The appearance of new Hadoop-based architectures in 2011 has enabled the processing costs for large quantities of data to be reduced drastically, thus enabling companies to use to its full potential all the information available including that coming from unstructured sources. In this scenario, Exprivia has proposed its solutions based on its experience in the "Big Data" world that dates back to when buzzwords were not widespread. This experience has produced "Deep Knowledge", whose algorithms were used to create "Big Knowledge", based on Hadoop architecture.
Exprivia projects are characterized by the innovative management of structured, unstructured or hybrid data with regard to data refinery. The use of the Exprivia proprietary solutions BigKnowledge and Normasearch is particularly significant.

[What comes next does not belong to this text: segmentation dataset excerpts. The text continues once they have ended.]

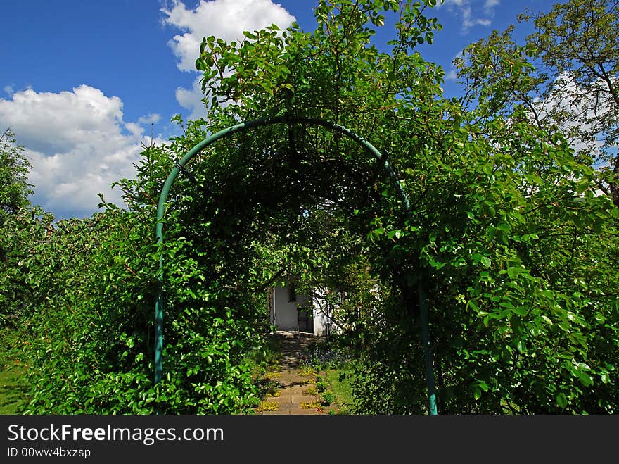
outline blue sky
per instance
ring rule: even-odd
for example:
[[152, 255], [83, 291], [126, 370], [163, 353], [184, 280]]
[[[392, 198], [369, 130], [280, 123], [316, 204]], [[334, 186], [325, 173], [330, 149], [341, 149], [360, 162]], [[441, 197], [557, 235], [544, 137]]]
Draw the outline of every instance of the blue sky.
[[[446, 0], [427, 11], [443, 25], [426, 59], [451, 61], [471, 42], [550, 0]], [[275, 23], [314, 28], [310, 0], [30, 0], [5, 1], [0, 40], [0, 130], [10, 127], [32, 164], [34, 203], [57, 218], [87, 217], [97, 194], [121, 204], [110, 184], [134, 174], [151, 130], [162, 142], [170, 118], [201, 115], [193, 69], [204, 35], [228, 40]], [[521, 35], [529, 32], [518, 25]], [[444, 88], [457, 96], [449, 77]]]

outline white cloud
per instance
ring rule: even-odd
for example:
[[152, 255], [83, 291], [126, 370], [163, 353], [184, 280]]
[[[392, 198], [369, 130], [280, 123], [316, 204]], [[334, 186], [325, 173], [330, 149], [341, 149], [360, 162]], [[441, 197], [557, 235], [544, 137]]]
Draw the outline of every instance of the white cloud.
[[155, 124], [161, 119], [161, 115], [151, 113], [142, 116], [138, 120], [140, 124]]
[[[162, 8], [163, 23], [180, 29], [170, 41], [178, 58], [177, 65], [181, 71], [196, 72], [196, 60], [204, 37], [213, 35], [227, 42], [241, 41], [243, 32], [262, 29], [276, 24], [285, 29], [295, 20], [281, 5], [271, 0], [200, 0], [193, 9], [188, 8], [180, 0], [174, 0], [171, 7]], [[179, 87], [177, 101], [191, 111], [191, 119], [205, 115], [200, 99], [204, 97], [199, 82], [201, 74], [191, 89]]]
[[[154, 120], [155, 115], [150, 115]], [[32, 165], [32, 201], [57, 217], [87, 216], [97, 194], [122, 205], [112, 182], [135, 175], [143, 128], [123, 120], [122, 101], [87, 85], [59, 93], [32, 89], [0, 99], [0, 127], [9, 127]]]
[[447, 10], [459, 15], [462, 32], [466, 33], [475, 26], [489, 26], [494, 16], [494, 8], [501, 0], [445, 0]]
[[176, 91], [177, 101], [183, 108], [189, 110], [191, 113], [187, 119], [199, 119], [206, 117], [206, 105], [201, 100], [204, 98], [202, 93], [202, 75], [198, 75], [193, 80], [191, 89], [177, 87]]

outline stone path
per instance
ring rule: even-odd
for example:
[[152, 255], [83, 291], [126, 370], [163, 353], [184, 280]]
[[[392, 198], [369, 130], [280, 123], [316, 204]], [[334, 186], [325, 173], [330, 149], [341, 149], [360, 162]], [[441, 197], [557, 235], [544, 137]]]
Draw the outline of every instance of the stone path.
[[320, 415], [336, 409], [322, 405], [320, 394], [314, 393], [317, 375], [321, 372], [304, 368], [298, 358], [300, 353], [321, 339], [302, 332], [278, 331], [275, 337], [279, 339], [281, 358], [276, 368], [263, 376], [272, 388], [255, 409], [256, 414]]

Management of structured and unstructured data
In some cases, the main need is to manage large volumes of mainly structured data. Companies can take advantage of the saving in terms of hardware and the possibility of conducting analyses and performing calculations on the fly, which are normally onerous with standard architectures.
An example of this is a statistical dashboard that offers interactive charts based on a Big Data search engine (ClouderaSearch) to guarantee rapid analyses on independent datasets that depend on the analyst (and thus cannot be calculated in advance). The use of a search engine (and not a standard database) speeds up the entire process significantly.

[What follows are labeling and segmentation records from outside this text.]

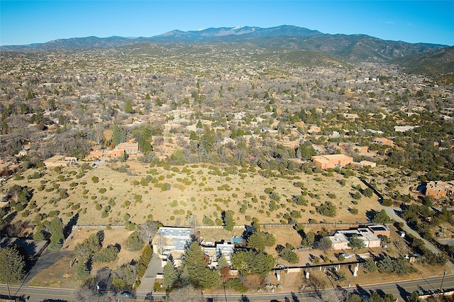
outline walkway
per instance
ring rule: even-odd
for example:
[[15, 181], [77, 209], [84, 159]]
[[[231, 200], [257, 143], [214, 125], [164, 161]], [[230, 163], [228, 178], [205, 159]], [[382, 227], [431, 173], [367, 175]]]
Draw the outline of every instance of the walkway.
[[162, 272], [161, 259], [157, 253], [154, 252], [153, 256], [148, 264], [147, 270], [145, 271], [145, 274], [140, 279], [140, 285], [139, 285], [135, 291], [136, 298], [143, 299], [147, 294], [153, 292], [156, 275], [158, 273], [162, 273]]

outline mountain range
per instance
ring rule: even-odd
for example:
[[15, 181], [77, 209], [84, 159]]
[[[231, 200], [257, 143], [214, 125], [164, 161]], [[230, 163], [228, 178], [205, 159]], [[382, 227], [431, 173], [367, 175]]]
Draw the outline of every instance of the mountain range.
[[[319, 52], [347, 62], [393, 62], [406, 70], [429, 74], [454, 72], [454, 47], [429, 43], [384, 40], [366, 35], [331, 35], [293, 26], [273, 28], [237, 26], [200, 30], [172, 30], [150, 37], [87, 37], [59, 39], [28, 45], [1, 46], [1, 51], [38, 52], [59, 50], [112, 48], [137, 43], [164, 47], [229, 44], [240, 47], [304, 50]], [[420, 67], [423, 64], [426, 67]]]

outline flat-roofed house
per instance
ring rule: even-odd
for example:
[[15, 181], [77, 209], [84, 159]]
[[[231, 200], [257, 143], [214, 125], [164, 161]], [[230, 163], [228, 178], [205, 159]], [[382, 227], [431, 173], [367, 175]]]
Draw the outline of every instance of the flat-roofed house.
[[343, 154], [333, 154], [331, 155], [313, 156], [314, 165], [321, 169], [345, 167], [353, 162], [353, 157]]
[[389, 237], [389, 230], [385, 225], [377, 225], [352, 230], [337, 230], [329, 239], [333, 242], [331, 249], [333, 250], [348, 250], [348, 242], [354, 236], [364, 242], [365, 247], [380, 247], [382, 240], [379, 235]]
[[426, 196], [436, 199], [454, 195], [454, 181], [429, 181], [426, 185]]
[[54, 155], [45, 160], [43, 162], [45, 167], [70, 167], [77, 161], [77, 157], [67, 157], [65, 155]]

Another example is a back end system for receipt data, developed on a big data platform (Cloudera), which consists of two principal components:
- printed billing recognition engine. Starting from a photograph of the invoice/receipt, through pattern matching techniques, the system identifies information such as: shop, date and time of payment, total value and single products. A database using HIVE is fed with this data;
- analytical system that, starting from the data collected, checks the penetration of a product on a geolocated demographic profile (the data concerning the profile are collected by the app using a social login or standard registration), the comparisons of sale between different products within the same large-scale retail chain or between competing large-scale retail chains. The information is made available through data access services (in which case, the customer integrates them in the business intelligence systems) or reports based on Pentaho (open source BI solution). The entire system runs under Amazon Cloud.

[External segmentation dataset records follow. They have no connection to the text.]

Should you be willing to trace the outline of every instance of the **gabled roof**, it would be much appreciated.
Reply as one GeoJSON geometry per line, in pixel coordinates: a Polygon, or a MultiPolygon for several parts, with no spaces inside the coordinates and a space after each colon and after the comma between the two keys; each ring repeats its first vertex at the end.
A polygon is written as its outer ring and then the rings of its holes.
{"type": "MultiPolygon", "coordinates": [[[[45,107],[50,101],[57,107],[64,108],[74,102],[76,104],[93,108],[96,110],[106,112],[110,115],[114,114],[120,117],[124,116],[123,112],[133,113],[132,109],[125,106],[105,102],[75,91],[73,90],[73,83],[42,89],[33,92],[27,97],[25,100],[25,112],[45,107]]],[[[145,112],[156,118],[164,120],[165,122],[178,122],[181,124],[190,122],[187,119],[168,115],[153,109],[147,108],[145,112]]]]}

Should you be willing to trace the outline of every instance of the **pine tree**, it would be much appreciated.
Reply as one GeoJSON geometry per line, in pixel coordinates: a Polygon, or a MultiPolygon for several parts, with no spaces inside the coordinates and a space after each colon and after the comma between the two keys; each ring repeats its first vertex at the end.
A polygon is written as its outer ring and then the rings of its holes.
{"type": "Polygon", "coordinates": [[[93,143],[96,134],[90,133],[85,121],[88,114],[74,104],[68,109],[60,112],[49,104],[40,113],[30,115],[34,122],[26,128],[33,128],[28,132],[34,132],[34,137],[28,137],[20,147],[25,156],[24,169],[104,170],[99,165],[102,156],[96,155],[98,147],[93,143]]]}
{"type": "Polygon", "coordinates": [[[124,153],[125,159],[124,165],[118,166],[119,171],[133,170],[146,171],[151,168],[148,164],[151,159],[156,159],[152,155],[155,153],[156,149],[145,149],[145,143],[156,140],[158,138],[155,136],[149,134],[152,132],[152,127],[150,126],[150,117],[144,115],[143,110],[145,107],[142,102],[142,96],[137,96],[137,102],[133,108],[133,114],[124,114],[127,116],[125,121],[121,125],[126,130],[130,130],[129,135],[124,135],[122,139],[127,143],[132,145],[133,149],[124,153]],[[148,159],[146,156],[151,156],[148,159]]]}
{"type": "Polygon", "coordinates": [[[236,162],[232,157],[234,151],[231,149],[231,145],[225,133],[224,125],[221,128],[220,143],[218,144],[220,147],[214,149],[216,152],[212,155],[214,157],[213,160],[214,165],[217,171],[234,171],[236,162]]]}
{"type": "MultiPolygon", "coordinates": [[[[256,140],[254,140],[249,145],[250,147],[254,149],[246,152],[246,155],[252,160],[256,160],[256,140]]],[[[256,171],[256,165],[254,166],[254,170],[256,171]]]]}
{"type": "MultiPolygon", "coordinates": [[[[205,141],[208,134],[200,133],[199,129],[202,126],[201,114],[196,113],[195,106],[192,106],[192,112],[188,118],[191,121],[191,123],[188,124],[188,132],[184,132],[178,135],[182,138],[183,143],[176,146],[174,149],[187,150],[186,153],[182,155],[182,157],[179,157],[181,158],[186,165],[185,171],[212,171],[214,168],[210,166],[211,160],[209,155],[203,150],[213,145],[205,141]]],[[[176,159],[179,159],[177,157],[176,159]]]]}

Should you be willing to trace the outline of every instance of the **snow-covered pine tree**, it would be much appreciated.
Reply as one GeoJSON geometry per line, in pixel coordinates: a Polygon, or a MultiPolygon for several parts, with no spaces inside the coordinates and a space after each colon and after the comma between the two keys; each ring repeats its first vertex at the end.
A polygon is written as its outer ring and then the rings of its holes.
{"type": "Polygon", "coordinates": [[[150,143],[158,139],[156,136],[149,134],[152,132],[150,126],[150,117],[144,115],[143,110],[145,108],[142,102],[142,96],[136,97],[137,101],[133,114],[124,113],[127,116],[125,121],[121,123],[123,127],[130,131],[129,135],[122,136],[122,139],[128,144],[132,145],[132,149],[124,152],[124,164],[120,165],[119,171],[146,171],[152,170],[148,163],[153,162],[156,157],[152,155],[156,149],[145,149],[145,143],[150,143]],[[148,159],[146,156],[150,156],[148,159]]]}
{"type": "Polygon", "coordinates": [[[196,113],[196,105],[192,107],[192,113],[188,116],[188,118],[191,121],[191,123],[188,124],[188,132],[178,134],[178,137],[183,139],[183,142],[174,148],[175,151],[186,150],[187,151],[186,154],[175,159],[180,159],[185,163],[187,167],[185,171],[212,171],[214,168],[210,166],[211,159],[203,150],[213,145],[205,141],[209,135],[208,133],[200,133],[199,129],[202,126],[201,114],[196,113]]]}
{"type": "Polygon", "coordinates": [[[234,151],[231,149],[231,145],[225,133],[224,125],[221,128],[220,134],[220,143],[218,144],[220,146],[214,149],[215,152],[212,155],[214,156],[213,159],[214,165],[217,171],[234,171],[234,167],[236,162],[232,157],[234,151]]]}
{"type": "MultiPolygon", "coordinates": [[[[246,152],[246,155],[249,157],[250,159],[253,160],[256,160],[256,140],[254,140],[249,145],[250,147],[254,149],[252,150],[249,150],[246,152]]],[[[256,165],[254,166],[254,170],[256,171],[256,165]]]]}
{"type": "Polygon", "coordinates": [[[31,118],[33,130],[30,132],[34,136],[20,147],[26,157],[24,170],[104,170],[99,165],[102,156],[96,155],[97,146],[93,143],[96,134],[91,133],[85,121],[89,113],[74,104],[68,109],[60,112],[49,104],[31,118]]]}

In other cases, the prevalent amount of unstructured or hybrid data requires the information retrieval capacity of Big Knowledge in searching for and selecting all the necessary information in the open web and internal documents (pdf, word, e-mail, etc.), reducing the information overload through advanced semantic analysis techniques. The artificial intelligence of BK is used by the system to create rules based on the information processed and thus automatically search for the information on the web or silos of documents found. The next step is to structure this information in such a way as to make it available to the customer in a simple and user-friendly way.
This design versatility gives rise to many interesting solutions:
- Normasearch, for searching the open web for news the selection of which is controlled by rules generated by the system itself, duly instructed;
- DFA for pre-trade reconstruction. The system analyses all the exchanges of information about the deals (voice calls, chats and e-mail) so as to be able to certify that every deal has been closed in compliance with the internal procedures;
- Threat Intelligence, which uses the information retrieval component of Big Knowledge to search for information about new cyber attacks not only related to security regulations, both on the open web and on the deep web. In this case, the data is classified using Expert System’s "Cogito" product;
- Competitive Intelligence, to search a series of profiled sites for information about tenders. Items useful for analysis (contractor, price, type of construction, duration of contract, etc.) are structured on a traditional DB, thus significantly reducing the time required by the analysts to retrieve this data;
- Asset Protection to monitor all the exchanges of information about documents protected by non-disclosure agreements. The system creates a graphical display of all exchanges for forensic purposes, as it can determine whether the issue is protected and the way in which it is protected.
The management of data in all forms is supplemented with the Data Lake construction activity, that is, the fundamental Big Data infrastructure, which contains all the detailed information available about the customers, which will be put at the disposal of the in-house data scientists for subsequent processing.